Please note that past performance is not indicative of future results. It’s essential to assess your investment objectives, risk tolerance, and investment horizon before making decisions. Consulting with a financial advisor can provide personalized guidance tailored to your financial goals.
Things to know Before Investing in Equity Funds
Investing in equity funds can be a great way to grow wealth, but it also comes with risks.
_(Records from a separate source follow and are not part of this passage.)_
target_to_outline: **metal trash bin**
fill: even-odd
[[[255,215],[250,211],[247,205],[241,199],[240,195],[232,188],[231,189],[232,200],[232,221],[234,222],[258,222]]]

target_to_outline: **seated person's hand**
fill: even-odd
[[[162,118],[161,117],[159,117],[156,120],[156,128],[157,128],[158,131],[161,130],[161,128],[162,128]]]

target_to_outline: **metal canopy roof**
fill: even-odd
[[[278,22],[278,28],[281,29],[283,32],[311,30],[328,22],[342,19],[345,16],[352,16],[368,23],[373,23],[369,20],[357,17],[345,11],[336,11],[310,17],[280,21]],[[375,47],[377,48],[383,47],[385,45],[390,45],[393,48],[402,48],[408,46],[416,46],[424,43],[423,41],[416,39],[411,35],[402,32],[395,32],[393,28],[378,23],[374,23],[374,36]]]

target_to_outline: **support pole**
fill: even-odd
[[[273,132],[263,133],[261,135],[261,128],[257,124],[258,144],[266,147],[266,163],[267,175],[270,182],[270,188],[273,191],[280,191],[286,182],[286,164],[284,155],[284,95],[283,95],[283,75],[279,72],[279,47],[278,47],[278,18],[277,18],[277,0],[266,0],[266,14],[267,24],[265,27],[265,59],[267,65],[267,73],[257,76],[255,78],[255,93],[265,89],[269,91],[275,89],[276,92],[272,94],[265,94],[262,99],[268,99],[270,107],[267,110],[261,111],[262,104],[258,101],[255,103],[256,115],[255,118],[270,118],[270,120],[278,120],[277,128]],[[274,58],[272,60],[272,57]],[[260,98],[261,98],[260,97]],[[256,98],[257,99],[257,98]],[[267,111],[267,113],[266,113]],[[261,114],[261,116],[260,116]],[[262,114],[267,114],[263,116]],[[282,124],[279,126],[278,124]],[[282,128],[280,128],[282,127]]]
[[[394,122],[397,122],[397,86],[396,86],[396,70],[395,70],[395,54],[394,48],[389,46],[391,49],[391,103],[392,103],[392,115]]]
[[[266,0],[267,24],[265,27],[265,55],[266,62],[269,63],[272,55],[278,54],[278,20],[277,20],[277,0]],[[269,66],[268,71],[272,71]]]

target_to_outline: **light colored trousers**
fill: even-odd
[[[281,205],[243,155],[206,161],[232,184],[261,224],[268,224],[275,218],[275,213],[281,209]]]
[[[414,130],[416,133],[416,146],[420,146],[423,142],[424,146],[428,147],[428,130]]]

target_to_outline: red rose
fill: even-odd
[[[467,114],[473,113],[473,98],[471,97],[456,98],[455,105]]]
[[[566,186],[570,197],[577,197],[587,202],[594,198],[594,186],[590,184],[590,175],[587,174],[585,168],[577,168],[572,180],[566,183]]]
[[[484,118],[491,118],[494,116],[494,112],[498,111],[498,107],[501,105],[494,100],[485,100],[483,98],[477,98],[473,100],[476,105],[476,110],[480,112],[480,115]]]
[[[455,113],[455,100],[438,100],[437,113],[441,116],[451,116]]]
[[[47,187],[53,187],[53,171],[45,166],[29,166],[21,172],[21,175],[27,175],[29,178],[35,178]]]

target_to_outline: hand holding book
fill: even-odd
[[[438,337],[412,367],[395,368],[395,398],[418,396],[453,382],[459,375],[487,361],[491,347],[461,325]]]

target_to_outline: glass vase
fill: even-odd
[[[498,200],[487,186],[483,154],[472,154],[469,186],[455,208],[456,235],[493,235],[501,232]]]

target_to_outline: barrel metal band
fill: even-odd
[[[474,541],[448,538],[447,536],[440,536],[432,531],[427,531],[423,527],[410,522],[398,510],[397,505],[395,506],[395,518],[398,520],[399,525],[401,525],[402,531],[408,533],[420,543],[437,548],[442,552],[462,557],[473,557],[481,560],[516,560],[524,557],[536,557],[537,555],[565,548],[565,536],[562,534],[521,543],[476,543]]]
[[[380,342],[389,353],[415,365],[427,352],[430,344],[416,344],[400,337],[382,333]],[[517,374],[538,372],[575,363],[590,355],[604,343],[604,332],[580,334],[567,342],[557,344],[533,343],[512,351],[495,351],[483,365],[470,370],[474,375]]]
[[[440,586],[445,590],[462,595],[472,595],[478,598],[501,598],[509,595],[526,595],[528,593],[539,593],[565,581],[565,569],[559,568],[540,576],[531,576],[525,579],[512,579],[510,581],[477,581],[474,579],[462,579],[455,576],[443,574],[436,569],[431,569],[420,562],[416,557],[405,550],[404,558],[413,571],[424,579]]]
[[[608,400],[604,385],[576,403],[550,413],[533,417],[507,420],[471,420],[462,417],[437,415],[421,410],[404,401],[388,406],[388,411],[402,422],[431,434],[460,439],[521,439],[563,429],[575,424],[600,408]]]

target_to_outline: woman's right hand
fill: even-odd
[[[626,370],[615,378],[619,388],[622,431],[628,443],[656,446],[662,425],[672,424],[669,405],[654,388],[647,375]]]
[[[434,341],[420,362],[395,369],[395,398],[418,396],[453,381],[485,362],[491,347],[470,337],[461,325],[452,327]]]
Here are some key factors to consider before investing:
1. Investment Goals & Time Horizon
- Are you investing for long-term wealth creation, retirement, or short-term gains?
- Equity funds perform best over 5+ years; short-term investors should reconsider.
2. Risk Tolerance
- Equity funds can be volatile; market fluctuations are common.
- Large-cap funds are relatively stable, while mid-cap & small-cap funds are riskier but offer higher growth potential.
- Assess your ability to handle market downturns before investing.
3. Fund Type & Investment Strategy
- Choose between large-cap, mid-cap, small-cap, sectoral, or thematic funds based on your risk appetite.
- Growth funds aim for high returns, while value funds focus on undervalued stocks.
4. Expense Ratio & Fees
- Expense ratio is the annual fee charged by the fund for management; lower is better.
- Exit load is a penalty if you redeem units before a certain period.
5. Past Performance & Fund Manager Expertise
- Past returns do not guarantee future success, but they indicate how well the fund performs in different market conditions.
- A strong fund manager with a good track record can make a significant difference.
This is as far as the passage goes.